The new online resource is a rich source of ideas for training scenarios, roll call refreshers, and classroom discussions

There’s a new “TASER-trove” of information available to you, if you’re interested in the nature and outcome of litigation related to Electronic Control Weapons.

Americans for Effective Law Enforcement (AELE), the Illinois-based nonprofit training group that monitors civil suits and criminal cases involving law enforcement, has launched a unique database of federal and state court decisions concerning TASERs and other ECWs. And it’s free!

Just click here and you’ll find a compendium of more than 150 cases from all federal circuits — an invaluable resource for police attorneys, policy makers, use-of-force trainers, street officers, corrections personnel, supervisors, and CJ professors alike.

“The file will be updated at least monthly to stay current with the latest developments as new decisions come down,” says AELE’s executive director, Wayne Schmidt. “Litigation over the use and misuse of ECWs is the hottest topic in law enforcement today, and this site is the most thorough assembly of information on the subject available.”

Every kind of troublesome event is included. The decisions are organized according to the federal circuit in which they were issued and to the type of ECW application (dart mode, stun mode, or corrections/confinement environment).
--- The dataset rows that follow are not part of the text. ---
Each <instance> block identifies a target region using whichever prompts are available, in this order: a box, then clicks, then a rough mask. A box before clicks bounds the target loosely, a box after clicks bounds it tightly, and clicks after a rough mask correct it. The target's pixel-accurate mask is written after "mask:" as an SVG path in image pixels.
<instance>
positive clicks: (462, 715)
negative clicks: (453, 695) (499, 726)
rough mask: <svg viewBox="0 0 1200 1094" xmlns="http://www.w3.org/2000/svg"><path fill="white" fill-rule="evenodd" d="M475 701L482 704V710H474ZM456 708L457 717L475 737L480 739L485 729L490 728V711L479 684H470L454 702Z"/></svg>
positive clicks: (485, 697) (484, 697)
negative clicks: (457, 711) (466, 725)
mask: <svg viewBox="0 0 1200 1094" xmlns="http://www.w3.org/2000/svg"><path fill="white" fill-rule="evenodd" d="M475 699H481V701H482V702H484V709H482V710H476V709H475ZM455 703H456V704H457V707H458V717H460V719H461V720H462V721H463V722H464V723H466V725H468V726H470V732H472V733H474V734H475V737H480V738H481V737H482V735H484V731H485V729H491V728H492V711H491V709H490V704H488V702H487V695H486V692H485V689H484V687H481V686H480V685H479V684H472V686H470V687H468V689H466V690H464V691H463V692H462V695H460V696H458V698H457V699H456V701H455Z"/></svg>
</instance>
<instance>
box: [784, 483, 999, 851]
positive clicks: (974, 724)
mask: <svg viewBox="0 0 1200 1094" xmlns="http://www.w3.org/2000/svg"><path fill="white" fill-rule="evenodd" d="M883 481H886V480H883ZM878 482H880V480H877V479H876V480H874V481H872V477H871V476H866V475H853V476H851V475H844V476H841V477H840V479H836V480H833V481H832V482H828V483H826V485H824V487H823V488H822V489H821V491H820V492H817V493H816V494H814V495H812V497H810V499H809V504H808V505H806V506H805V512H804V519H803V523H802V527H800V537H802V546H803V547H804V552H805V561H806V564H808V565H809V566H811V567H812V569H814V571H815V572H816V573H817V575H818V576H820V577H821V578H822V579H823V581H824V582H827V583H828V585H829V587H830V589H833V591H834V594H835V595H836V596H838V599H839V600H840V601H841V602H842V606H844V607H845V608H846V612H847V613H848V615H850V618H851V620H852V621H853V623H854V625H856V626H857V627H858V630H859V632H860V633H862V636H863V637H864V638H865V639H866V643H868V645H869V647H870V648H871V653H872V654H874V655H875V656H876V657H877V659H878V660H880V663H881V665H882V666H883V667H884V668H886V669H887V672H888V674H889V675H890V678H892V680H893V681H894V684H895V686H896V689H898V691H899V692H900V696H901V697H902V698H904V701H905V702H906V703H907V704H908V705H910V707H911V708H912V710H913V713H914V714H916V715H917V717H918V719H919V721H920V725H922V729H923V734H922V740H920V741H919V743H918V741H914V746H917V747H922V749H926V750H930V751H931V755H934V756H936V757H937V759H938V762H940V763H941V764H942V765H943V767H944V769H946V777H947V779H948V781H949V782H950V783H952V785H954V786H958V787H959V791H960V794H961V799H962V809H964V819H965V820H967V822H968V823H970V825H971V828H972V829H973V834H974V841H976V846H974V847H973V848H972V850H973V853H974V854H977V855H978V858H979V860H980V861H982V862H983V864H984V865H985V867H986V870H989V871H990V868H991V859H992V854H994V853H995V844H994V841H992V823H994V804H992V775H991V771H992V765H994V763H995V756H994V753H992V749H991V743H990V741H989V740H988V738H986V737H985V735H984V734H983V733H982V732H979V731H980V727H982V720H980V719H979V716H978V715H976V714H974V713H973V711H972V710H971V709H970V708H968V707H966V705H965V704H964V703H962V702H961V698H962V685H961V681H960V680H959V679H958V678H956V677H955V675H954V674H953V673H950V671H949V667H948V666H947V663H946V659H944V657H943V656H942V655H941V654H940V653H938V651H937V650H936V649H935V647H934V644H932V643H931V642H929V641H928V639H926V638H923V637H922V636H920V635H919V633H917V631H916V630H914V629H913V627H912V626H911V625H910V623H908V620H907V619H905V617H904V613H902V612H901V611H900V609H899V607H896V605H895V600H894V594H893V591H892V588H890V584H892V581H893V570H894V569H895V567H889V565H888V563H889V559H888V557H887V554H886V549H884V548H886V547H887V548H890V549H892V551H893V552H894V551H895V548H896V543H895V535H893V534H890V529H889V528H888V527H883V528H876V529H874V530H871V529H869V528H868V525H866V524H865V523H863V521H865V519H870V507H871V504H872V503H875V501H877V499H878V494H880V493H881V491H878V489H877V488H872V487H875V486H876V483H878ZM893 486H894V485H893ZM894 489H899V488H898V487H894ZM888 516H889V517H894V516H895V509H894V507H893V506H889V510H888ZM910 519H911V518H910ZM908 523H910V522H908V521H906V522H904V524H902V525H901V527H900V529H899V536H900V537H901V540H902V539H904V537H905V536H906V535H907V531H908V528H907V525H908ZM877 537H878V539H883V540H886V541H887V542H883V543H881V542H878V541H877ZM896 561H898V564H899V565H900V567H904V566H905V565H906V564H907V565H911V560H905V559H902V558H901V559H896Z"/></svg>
In each instance there’s a succinct summary of the case, the names of the parties involved, the docket number and legal citation — plus a hyperlink that connects you to the full text of the decision.

Included at the site as well are links to articles, research papers, specimen policies, a terminology glossary, and a list of “weapon confusion” cases.

At the very least, the site is a quick means for you to stay up to date on case law in your jurisdiction. Beyond that, it’s a rich source of ideas for training scenarios, roll call refreshers, and classroom discussions.

“Only the Internet could make all this possible without cost and without hours upon hours spent in a dusty law library,” Schmidt says.